Mel negó con la cabeza, desesperada.
—No me lo puedo creer. Incluso ahora, solo estás interesado en tus propios objetivos, egoís… ay. —Vomitó un súbito grito.
—¿Melanie? ¿Qué te pasa? —Dyona pensó que quizá estuviese sufriendo una recaída—. Ayudadla —indicó a sus compañeros.
—No. No pasa nada. Estoy bien. —Mel los apartó con un gesto de su mano—. Es solo que… ¿cómo no se me ha ocurrido antes? Cambio de planes, chicos. —Se dirigió a los parangones con palabras afiladas como cuchillas—. Lo que os ocurra dependerá de nosotros. Nosotros podemos ocuparnos de todo. No os necesitamos.

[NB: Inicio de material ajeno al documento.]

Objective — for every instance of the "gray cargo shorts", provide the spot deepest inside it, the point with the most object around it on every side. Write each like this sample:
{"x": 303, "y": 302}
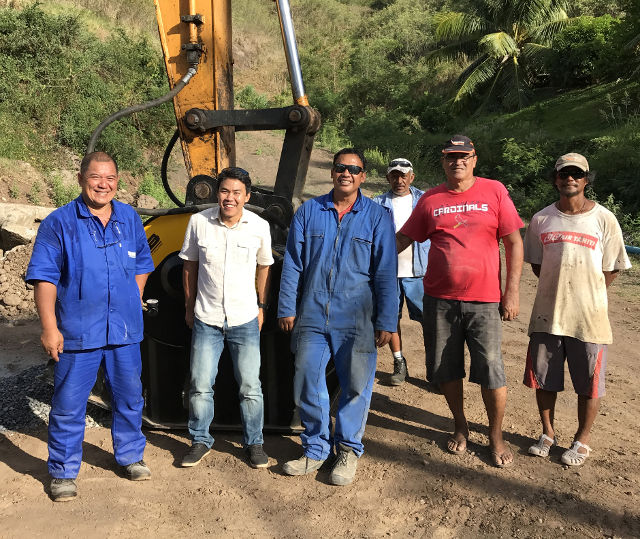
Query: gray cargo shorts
{"x": 447, "y": 325}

—¿A qué te refieres? —preguntó Crispin, cuya arrogancia disminuía por segundos.
—El auténtico virus está en esa pistola con jeringuilla, ¿verdad? Esa que Geoffrey quería utilizar con Dyona.
—¿Crispin? —Geoffrey miró al mayor como un perro apaleado.
—Así es. —Mel se sintió triunfal. Por un momento, incluso olvidó el dolor en el estómago… casi—. Dyona, al laboratorio.
Hubiesen llegado allí de no ser por las imprevistas y ensordecedoras explosiones que reverberaron sobre sus cabezas, sobre la tierra, haciendo que la tierra temblase como si se estuviese produciendo un desprendimiento en una mina, sacudiendo los pasillos del Enclave Cero.
—Pero ¿qué…? —El suelo tembló bajo los ya inestables pies de Mel. Se agarró con más fuerza aún a Dyona.
—¿Nos están atacando? —dijo la cosechadora, asustada—. ¿Mi gente sabe que estamos aquí?
Un muchacho chino apareció corriendo por el pasillo. Mel sabía su nombre. Ling. Lo había dejado en el centro de seguimiento y comunicaciones. Lo que hubiese visto u oído allí (¿noticias de Jessie, quizá?) lo había aterrado.
—Los alienígenas… —comenzó con voz entrecortada. ¿Era su imaginación, o Mel podía oír el distante chirrido del metal?—. Los alienígenas están destruyendo el Parlamento. Lo están echando abajo. —Aquello no afectó especialmente a Mel, salvo por una insignificante consideración—: ¡Van a echarnos el edificio entero encima!